Ali BAYATLI-Bağdat/ Amerika Birleşik Devletleri ile İran arasındaki gerilim tırmanırken, Irak kendisini son derece karmaşık bir denklem içinde buluyor. Toprakları, olası bir çatışma için potansiyel bir sahneye dönüşebilir. ABD Başkanı Donald Trump, Tahran’ı nükleer müzakerelere zorlamak için askeri seçeneği masada tutarak tehdit söylemlerine geri dönerken, İsrail ise önleyici saldırılar için hazır bekliyor ve Washington’dan yeşil ışık almayı bekliyor.
Bu gerilim, Bağdat’ı büyük bir çıkmazın içine sürüklüyor. Irak topraklarında Amerikan askeri üslerinin varlığı ve İran’ın güçlü etkisi nedeniyle, hükümet ülkenin bir vekâlet savaşına sahne olabileceğinden endişe ediyor. ABD ve İran arasındaki karşılıklı tehditler, Amerikan güçlerinin Irak’ta hedef alınabileceği ya da Tahran yanlısı silahlı grupların saldırıya uğrayabileceği ihtimallerini güçlendiriyor.
Gerilimin boyutunu gözler önüne seren bir gelişme olarak, Washington Post gazetesi, Trump’ın İran Dini Lideri Ayetullah Ali Hamaney’e doğrudan bir mesaj gönderdiğini ortaya çıkardı. Bu mesajda hem tehdit hem de teşvik unsurları bulunuyordu. Washington, bir yandan Tahran’a müzakere kapısını açık tuttuğunu belirtiyor, diğer yandan ise İran’ın geri adım atmaması durumunda “son derece korkunç” sonuçlarla karşılaşacağını vurguluyordu. Trump, tehditlerini yalnızca bu mesajla sınırlı tutmadı; basın toplantılarında da İran’ın “yakın gelecekte ciddi bir karar vermesi gerekeceğini” ifade ederek, ABD’nin gerçekten askeri bir operasyon hazırlığında olup olmadığı ya da yalnızca diplomatik baskıyı artırmak için mi bu söylemi kullandığı konusunda yol açtı.
Öte yandan, The Guardian gazetesi, İsrail Başbakanı Binyamin Netanyahu’nun ABD yönetimini İran’ın nükleer tesislerine askeri operasyon düzenlemeye ikna etmek için yoğun çaba harcadığını bildirdi.

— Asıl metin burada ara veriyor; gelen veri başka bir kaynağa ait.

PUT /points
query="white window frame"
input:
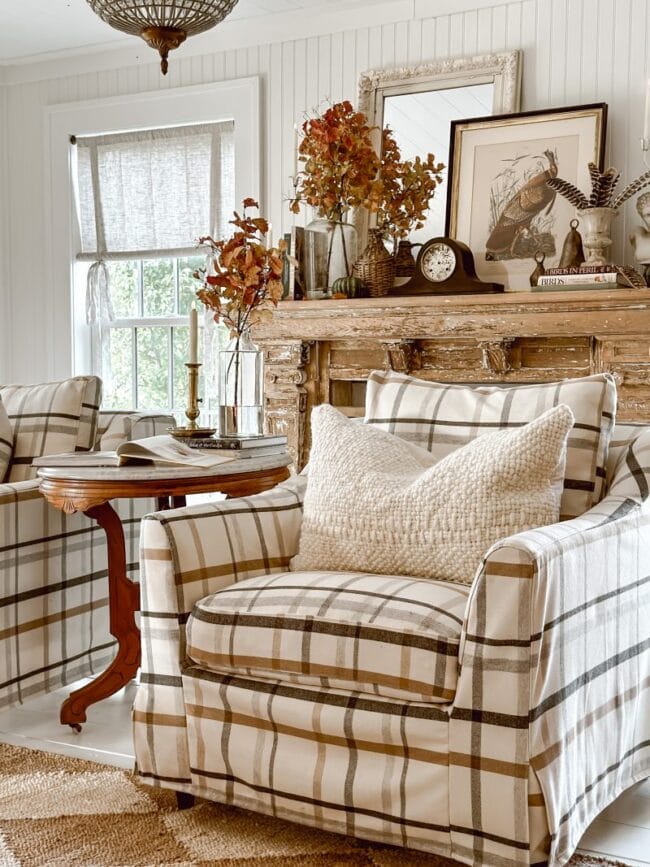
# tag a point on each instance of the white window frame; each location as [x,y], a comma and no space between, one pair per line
[69,338]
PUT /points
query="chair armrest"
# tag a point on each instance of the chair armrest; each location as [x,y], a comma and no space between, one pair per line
[555,659]
[189,553]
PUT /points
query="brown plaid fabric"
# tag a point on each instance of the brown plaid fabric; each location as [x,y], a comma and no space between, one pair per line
[441,417]
[6,441]
[380,634]
[50,418]
[549,723]
[54,590]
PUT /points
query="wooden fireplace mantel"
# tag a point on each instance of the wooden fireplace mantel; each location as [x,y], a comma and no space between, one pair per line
[318,351]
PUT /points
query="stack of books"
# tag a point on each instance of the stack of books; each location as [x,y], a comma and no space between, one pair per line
[240,447]
[588,277]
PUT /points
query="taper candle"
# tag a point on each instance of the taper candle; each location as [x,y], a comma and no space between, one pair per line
[194,334]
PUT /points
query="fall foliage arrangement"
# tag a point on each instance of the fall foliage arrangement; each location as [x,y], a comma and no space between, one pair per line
[406,188]
[342,170]
[340,163]
[244,281]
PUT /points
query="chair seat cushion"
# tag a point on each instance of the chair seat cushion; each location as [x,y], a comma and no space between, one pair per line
[50,418]
[6,441]
[380,634]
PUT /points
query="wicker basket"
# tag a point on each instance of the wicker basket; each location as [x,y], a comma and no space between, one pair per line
[376,267]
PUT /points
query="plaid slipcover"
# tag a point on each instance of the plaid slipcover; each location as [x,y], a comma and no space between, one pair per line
[50,418]
[550,721]
[53,581]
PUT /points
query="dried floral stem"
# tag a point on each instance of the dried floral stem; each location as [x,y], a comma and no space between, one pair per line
[569,191]
[603,185]
[632,188]
[244,282]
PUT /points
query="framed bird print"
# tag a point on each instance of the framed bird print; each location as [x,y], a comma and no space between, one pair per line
[498,202]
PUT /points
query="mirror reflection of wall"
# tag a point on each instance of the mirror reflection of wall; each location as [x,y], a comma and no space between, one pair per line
[421,123]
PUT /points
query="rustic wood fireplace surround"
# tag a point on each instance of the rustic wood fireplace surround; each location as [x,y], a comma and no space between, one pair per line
[322,351]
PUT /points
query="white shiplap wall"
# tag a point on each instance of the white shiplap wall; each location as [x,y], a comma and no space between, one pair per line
[575,51]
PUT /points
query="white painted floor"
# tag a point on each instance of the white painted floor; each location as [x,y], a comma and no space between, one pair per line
[621,832]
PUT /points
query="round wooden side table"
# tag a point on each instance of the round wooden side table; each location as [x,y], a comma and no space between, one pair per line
[89,490]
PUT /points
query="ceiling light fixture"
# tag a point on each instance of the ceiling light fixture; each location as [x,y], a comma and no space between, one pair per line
[164,24]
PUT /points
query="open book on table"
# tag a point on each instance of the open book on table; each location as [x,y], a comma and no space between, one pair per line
[163,449]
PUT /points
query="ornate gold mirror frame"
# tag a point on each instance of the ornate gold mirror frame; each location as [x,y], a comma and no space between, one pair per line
[502,70]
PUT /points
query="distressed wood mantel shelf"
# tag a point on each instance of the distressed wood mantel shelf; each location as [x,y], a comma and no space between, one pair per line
[317,351]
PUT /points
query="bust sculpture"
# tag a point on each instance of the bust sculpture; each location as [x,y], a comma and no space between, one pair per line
[640,237]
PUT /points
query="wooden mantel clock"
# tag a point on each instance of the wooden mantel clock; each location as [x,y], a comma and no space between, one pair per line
[445,266]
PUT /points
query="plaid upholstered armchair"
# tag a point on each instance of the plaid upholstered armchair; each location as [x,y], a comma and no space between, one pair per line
[53,571]
[487,721]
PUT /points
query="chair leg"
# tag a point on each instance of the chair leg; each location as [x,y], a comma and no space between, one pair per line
[184,800]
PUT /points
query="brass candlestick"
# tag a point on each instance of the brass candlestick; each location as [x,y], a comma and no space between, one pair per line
[192,411]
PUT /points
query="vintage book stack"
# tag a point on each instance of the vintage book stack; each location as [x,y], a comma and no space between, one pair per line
[240,447]
[588,277]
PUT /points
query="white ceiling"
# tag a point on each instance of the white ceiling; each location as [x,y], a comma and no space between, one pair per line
[30,29]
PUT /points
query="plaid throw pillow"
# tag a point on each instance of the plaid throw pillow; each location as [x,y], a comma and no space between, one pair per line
[441,418]
[374,503]
[50,418]
[6,441]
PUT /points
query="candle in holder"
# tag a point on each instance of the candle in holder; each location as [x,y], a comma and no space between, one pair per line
[194,334]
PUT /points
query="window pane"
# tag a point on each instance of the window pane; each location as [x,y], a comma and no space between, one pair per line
[123,288]
[118,374]
[153,367]
[158,287]
[187,285]
[181,342]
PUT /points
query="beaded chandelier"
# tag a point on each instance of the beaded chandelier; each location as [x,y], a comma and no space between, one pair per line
[163,24]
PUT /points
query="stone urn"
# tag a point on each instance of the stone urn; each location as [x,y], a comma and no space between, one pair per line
[596,231]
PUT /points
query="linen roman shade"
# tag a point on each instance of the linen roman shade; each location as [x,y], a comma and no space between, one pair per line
[153,192]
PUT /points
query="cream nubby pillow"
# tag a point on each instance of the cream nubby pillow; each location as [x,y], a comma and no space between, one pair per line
[376,503]
[441,417]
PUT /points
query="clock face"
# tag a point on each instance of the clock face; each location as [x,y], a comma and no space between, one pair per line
[438,263]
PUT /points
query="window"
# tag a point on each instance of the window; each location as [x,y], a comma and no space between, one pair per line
[143,199]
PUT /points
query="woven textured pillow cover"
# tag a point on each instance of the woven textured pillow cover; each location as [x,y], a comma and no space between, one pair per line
[441,417]
[375,503]
[50,418]
[6,441]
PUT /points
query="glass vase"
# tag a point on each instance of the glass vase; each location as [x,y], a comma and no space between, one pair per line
[330,253]
[241,388]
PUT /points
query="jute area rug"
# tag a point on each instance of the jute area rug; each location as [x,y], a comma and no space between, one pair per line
[62,812]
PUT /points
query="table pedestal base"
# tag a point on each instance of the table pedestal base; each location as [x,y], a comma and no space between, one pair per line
[124,601]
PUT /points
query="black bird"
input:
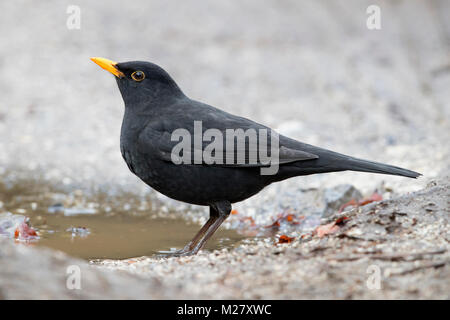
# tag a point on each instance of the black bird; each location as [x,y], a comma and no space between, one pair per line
[155,107]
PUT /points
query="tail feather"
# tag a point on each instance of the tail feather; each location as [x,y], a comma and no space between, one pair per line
[355,164]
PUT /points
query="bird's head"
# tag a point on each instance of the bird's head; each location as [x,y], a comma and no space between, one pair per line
[141,83]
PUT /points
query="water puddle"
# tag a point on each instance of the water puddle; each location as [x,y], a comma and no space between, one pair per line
[119,237]
[98,227]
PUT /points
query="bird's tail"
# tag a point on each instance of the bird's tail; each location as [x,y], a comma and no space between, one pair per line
[356,164]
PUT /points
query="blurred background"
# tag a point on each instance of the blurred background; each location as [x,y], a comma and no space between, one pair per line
[312,69]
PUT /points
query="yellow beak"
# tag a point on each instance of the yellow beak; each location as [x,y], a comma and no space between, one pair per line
[108,65]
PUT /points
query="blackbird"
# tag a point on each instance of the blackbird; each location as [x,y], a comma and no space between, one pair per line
[155,108]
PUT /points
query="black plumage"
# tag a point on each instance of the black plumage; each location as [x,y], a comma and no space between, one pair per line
[155,107]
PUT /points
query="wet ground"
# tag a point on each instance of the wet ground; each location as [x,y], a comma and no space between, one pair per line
[311,69]
[84,228]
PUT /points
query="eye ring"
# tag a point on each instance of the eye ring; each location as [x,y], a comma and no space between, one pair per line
[138,76]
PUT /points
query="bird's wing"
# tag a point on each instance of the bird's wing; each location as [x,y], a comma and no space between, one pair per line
[158,139]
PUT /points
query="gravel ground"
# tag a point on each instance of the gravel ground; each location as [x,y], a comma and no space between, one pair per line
[404,241]
[309,68]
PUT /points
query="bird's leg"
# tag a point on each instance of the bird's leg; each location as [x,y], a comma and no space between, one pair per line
[218,212]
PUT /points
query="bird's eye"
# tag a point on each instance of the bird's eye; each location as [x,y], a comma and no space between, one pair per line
[138,76]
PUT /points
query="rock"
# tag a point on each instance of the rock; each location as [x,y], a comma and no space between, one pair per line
[335,197]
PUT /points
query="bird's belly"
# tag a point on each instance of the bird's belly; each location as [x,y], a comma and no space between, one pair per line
[199,184]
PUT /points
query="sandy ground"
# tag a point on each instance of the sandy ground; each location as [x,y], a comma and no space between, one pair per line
[394,249]
[311,69]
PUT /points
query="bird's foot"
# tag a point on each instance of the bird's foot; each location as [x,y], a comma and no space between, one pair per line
[186,251]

Habere göre İsrail, Washington’a iki seçenek sunuyor: Ya ABD doğrudan saldırıyı gerçekleştirir ya da İsrail’e bu saldırıyı tek başına yapma izni verilir.
Washington ile Tahran arasındaki gerilim tırmanırken, Irak son derece hassas bir noktada duruyor. Herhangi bir askeri tırmanış, Irak topraklarını savaş alanına çevirebilir. Bu senaryo, 2020 yılındaki olayları hatırlatıyor; ABD’nin, Bağdat Havalimanı yakınlarında İran Devrim Muhafızları Kudüs Gücü Komutanı Kasım Süleymani’yi öldürmesinin ardından Irak’ta büyük bir kriz patlak vermişti.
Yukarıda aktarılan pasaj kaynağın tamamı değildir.